Lista de gestores conecta decisões do controle externo sobre uso de recursos públicos e análise jurídica do TRE a quem estará habilitado a concorrer
por Jamildo Melo
Publicado em 13/08/2026, às 11h25 - Atualizado às 11h44
O TCE-PE entrega nesta quinta-feira (13) ao TRE-PE a lista de gestores com contas rejeitadas ou julgadas irregulares.
O documento servirá de subsídio para a análise dos registros de candidatura nas eleições de 2026.
Estar na relação não gera inelegibilidade automática, decisão que cabe à Justiça Eleitoral após análise de cada caso.
O Tribunal de Contas do Estado de Pernambuco (TCE-PE) entrega nesta quinta-feira (13) ao Tribunal Regional Eleitoral de Pernambuco (TRE) a relação ou lista de gestores públicos que tiveram contas rejeitadas ou julgadas irregulares.
O documento é uma das referências utilizadas pela Justiça Eleitoral durante a análise dos pedidos de registro de candidatura para as eleições de 2026.
A entrega está marcada para as 14h e será feita pelo presidente do TCE-PE, conselheiro Carlos Neves, e pelo vice-presidente, conselheiro Marcos Loreto. A lista será recebida pelo presidente do TRE-PE, desembargador Fernando Cerqueira.
A relação reúne gestores estaduais e municipais com decisões irrecorríveis no âmbito do Tribunal de Contas. No caso dos prefeitos, entram as contas rejeitadas; para os demais responsáveis pela administração de recursos públicos, são consideradas as contas julgadas irregulares.
A entrega ganha importância por ocorrer durante o período de registro das candidaturas. A presença de um nome na relação, entretanto, não significa automaticamente que o gestor esteja inelegível.
O próprio TCE-PE já esclareceu, em eleições anteriores, que o documento não deve ser tratado como uma "lista de fichas-sujas".
A decisão sobre eventual impedimento de uma candidatura cabe à Justiça Eleitoral, que analisa individualmente cada caso à luz da legislação.
De acordo com os técnicos, a Lei Complementar nº 64/1990, modificada pela Lei da Ficha Limpa, estabelece hipóteses de inelegibilidade relacionadas à rejeição de contas públicas.
Entre os aspectos analisados estão a existência de decisão irrecorrível e a natureza da irregularidade apontada.

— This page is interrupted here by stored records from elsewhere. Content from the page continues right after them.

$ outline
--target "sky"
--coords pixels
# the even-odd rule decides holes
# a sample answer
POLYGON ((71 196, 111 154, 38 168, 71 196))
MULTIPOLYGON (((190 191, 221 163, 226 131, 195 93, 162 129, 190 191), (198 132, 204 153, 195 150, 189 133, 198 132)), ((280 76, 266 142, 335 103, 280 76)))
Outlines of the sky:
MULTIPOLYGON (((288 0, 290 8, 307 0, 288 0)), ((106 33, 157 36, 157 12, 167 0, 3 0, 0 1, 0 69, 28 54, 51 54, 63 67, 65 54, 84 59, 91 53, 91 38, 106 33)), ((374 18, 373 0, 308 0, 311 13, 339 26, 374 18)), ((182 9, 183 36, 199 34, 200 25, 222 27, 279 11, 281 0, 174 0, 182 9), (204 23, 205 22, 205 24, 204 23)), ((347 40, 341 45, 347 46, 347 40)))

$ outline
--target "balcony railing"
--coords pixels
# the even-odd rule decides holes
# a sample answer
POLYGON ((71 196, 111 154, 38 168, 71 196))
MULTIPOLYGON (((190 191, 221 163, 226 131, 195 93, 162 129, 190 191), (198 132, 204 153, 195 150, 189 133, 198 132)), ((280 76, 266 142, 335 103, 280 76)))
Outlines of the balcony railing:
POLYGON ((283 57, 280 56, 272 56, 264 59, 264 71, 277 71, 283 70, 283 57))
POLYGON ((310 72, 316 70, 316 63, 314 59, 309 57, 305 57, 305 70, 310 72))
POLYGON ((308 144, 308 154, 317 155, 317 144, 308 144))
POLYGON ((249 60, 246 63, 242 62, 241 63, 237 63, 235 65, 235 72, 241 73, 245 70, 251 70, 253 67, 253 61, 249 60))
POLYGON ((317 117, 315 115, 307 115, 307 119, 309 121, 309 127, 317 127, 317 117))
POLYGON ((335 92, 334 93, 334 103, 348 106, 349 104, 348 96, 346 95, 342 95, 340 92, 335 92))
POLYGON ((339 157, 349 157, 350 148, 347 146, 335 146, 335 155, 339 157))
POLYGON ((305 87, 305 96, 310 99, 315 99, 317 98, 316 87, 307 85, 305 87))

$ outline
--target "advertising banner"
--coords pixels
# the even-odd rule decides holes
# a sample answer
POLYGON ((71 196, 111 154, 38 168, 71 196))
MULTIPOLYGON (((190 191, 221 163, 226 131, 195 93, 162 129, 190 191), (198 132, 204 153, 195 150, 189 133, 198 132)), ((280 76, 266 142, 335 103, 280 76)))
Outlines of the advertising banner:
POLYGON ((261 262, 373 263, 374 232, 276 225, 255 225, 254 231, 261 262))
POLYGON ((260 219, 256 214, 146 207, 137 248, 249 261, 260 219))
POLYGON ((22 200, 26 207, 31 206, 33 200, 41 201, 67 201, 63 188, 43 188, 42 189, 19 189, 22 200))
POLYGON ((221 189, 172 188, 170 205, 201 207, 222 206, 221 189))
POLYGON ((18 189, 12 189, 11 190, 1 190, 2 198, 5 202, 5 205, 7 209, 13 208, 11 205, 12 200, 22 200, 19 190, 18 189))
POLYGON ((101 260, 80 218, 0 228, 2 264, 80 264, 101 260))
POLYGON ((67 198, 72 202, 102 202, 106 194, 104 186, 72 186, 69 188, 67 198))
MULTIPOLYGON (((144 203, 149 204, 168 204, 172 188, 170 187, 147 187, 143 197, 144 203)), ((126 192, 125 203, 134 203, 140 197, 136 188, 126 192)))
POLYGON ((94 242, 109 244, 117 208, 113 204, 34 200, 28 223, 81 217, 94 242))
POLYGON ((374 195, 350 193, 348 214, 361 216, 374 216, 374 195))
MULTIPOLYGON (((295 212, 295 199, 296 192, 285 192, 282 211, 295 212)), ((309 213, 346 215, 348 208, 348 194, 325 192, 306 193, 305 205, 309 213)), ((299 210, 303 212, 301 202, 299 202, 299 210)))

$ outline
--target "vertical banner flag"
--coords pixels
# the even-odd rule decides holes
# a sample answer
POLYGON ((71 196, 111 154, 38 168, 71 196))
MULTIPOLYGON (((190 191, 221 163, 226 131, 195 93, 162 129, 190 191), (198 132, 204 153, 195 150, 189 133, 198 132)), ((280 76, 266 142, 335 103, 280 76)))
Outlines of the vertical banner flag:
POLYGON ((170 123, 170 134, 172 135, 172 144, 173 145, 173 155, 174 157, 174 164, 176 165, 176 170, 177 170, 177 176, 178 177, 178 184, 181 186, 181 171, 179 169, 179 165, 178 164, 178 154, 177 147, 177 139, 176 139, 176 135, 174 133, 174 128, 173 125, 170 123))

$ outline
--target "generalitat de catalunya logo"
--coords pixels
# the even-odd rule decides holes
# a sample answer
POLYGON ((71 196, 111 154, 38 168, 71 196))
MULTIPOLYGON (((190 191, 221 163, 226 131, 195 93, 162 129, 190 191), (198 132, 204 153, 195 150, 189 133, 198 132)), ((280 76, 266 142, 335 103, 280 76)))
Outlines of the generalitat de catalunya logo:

A eventual suspensão ou anulação da decisão pelo Judiciário também pode interferir na situação eleitoral do interessado.
Na prática, portanto, a lista fornecida pelo TCE funciona como subsídio para o Ministério Público Eleitoral, partidos, coligações, federações e para a própria Justiça Eleitoral durante a fase de registros e eventuais impugnações.
A dimensão do levantamento pode ser observada pelos números das eleições municipais de 2024. Naquele ano, o TCE-PE encaminhou uma relação com 1.267 prefeitos e outros gestores públicos que tiveram contas rejeitadas ou julgadas irregulares nos oito anos anteriores.
Desse total, eram 144 nomes de prefeitos de 108 municípios e 1.123 gestores ligados a 404 órgãos públicos, incluindo secretarias, autarquias e empresas públicas. A relação resultou de 980 processos analisados pelo Tribunal.
Dois anos antes, nas eleições gerais de 2022, a lista reunia 174 prefeitos de 126 municípios e 959 outros gestores de 339 órgãos e entidades públicas.
A elaboração do documento atende ao artigo 11, parágrafo 5º, da Lei das Eleições (Lei nº 9.504/1997). A legislação determina o encaminhamento à Justiça Eleitoral da relação dos responsáveis por contas públicas rejeitadas por decisão irrecorrível. Nos pleitos anteriores, o TCE-PE considerou decisões referentes aos oito anos anteriores à eleição.
A divulgação da relação de 2026 deverá colocar atenção especial sobre políticos que exerceram cargos de prefeito, secretário, presidente de Câmara, dirigente de autarquia ou outras funções que envolvam a gestão de recursos públicos e que agora pretendam disputar as eleições de outubro.
A partir da entrega, eventuais casos enquadrados nas hipóteses previstas pela legislação poderão aparecer nos processos de registro de candidatura. Caberá à Justiça Eleitoral decidir, caso a caso, se as irregularidades identificadas são suficientes para produzir inelegibilidade.